Tarabori, D. v. Fisher, L.
1721 WDA 2015
| Pa. Super. Ct. | Oct 27, 2016Background
- Denise Tarabori owns 36 School Street, Galeton, PA, by deeds from 2005 and 2007; those deeds did not describe the disputed parking area across School Street.
- The parking area on the south side of School Street was originally owned by Atlantic Richfield; Tarabori’s father (Harry) entered and used/improved it in the 1950s–1960s (adding fill, planting evergreens, maintaining and posting signs).
- The family used and maintained the parking area continuously and openly for decades; Tarabori herself ceased full-time residence circa 1974 but continued intermittent use.
- Fisher acquired the Atlantic Richfield property (including the parking area) in 2004 and later leased it to Kelley, who attempted to block Tarabori’s use.
- Tarabori sued to quiet title claiming adverse possession of the parking area; the trial court quieted title in her favor after finding adverse possession/tacking to the family’s long use.
- The Superior Court reversed, holding tacking was improper because no deed in Tarabori’s chain described the disputed tract, so she could not reach the 21-year statutory adverse-possession period.
Issues
| Issue | Plaintiff's Argument | Defendant's Argument | Held |
|---|---|---|---|
| Whether Tarabori could quiet title by adverse possession by tacking her predecessors’ possession | Tarabori argued family use over decades could be tacked to her possession to satisfy the 21-year requirement | Defendants argued tacking requires privity shown by a conveyance describing the disputed land; deeds here did not include the parking area so no privity/tacking | Court held tacking not permitted because no deed in the chain conveyed or described the disputed parcel; without tacking Tarabori cannot prove 21 years, so judgment for Tarabori reversed |
Key Cases Cited
- Baylor v. Soska, 658 A.2d 743 (Pa. 1995) (privity/tacking requires the predecessor’s deed to describe the disputed land so adverse possession can be passed to a grantee)

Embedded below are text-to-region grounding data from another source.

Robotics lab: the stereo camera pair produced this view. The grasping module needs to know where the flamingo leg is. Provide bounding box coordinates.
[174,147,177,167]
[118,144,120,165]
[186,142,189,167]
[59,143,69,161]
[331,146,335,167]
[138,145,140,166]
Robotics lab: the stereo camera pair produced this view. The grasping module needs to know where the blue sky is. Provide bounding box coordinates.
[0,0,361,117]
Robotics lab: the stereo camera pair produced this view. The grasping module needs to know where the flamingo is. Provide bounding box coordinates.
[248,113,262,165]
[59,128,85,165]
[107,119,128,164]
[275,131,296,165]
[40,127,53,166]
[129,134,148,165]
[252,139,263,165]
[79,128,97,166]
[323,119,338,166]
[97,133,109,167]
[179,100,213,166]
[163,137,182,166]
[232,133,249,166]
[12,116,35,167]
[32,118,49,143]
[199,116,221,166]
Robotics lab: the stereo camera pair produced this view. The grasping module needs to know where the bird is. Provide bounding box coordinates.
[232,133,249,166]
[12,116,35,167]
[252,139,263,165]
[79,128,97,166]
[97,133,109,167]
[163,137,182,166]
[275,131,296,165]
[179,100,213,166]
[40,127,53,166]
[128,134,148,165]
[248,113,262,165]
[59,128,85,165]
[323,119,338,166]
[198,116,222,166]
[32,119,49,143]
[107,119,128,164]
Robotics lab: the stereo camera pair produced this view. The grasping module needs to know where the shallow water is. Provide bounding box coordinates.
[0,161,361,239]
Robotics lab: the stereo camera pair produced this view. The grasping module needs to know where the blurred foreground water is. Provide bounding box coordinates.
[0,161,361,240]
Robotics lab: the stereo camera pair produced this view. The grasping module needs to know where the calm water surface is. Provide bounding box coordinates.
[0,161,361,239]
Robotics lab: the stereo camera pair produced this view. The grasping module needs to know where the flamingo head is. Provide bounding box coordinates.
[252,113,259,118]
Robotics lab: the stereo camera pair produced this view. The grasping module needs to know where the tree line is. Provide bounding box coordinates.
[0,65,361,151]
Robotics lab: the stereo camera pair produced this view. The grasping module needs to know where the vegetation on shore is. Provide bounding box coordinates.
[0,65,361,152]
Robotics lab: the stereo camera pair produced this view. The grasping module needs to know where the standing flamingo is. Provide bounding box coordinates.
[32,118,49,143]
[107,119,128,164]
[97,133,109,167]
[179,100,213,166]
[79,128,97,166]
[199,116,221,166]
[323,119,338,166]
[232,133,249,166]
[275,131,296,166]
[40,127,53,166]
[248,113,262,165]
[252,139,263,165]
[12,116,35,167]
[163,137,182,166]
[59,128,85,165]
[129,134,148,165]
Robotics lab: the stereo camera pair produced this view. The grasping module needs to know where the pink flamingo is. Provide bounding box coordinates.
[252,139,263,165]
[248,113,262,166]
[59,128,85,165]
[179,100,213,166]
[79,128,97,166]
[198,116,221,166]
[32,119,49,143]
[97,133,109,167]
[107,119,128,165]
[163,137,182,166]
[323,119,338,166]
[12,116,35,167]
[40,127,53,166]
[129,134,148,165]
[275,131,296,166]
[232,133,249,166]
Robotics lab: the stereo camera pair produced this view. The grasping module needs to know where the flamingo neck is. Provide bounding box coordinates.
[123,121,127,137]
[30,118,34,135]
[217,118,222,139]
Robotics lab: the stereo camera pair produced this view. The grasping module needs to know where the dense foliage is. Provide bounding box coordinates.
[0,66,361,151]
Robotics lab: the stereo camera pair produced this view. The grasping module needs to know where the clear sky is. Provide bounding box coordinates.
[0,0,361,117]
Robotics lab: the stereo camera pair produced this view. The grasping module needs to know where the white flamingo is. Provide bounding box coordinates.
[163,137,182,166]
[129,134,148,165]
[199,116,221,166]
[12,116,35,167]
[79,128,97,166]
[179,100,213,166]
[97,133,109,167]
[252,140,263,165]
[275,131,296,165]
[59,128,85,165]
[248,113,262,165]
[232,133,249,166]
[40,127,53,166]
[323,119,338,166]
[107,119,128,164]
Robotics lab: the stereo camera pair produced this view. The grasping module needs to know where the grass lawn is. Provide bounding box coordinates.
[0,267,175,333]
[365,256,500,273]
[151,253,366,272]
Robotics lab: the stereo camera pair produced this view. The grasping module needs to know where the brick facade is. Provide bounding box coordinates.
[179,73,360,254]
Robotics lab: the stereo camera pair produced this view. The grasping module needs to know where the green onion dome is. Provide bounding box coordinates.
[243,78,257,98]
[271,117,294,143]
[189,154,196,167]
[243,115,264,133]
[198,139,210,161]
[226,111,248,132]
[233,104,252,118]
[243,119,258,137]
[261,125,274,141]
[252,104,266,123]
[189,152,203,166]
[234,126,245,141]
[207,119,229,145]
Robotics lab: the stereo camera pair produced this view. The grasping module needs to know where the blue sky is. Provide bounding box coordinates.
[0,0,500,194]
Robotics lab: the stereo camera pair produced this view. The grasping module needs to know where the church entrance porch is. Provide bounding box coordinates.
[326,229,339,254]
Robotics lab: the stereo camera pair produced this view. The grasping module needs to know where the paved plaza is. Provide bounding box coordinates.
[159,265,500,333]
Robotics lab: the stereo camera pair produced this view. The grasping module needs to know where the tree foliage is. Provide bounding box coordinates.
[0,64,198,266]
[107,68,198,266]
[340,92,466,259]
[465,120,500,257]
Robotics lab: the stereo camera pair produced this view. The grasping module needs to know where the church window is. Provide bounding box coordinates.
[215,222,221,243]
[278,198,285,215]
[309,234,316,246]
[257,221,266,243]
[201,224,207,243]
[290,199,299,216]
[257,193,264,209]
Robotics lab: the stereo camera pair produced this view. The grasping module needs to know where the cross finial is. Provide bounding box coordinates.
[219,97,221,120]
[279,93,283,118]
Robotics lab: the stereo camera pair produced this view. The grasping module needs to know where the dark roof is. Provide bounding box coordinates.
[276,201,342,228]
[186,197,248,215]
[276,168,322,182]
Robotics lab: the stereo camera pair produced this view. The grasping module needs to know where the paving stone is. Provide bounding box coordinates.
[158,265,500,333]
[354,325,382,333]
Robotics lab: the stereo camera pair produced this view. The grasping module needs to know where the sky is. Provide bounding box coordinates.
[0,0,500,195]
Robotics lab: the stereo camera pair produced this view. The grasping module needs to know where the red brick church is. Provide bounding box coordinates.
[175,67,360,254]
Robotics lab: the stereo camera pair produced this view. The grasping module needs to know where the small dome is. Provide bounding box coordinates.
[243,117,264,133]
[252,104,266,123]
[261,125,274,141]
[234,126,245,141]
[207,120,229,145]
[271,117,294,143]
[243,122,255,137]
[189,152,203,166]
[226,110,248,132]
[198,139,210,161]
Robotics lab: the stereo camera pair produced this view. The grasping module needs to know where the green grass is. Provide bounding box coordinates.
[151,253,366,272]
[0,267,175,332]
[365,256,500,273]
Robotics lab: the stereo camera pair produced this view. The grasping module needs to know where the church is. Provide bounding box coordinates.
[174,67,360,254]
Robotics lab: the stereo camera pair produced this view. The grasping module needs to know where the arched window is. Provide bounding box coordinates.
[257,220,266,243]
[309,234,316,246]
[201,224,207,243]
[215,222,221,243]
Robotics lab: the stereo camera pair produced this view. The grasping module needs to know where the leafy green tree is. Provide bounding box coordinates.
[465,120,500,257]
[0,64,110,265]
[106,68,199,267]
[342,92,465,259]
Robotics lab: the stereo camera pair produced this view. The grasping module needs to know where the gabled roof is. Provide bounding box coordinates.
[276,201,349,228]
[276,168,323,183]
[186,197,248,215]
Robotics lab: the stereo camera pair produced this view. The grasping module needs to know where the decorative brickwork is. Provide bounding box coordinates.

- Northern Forests II, Inc. v. Keta Realty Co., 130 A.3d 19 (Pa. Super. 2015) (elements of adverse possession and tacking principles)
- Zeglin v. Gahagen, 812 A.2d 558 (Pa. 2002) (recognizing Baylor’s limitation on tacking based on extrinsic acts or circumstances)
- Wolfe v. Porter, 592 A.2d 716 (Pa. Super. 1991) (grantee cannot tack grantor’s possession when grantor did not convey such land; limited exception where circumstances or deed infer intent to convey more land)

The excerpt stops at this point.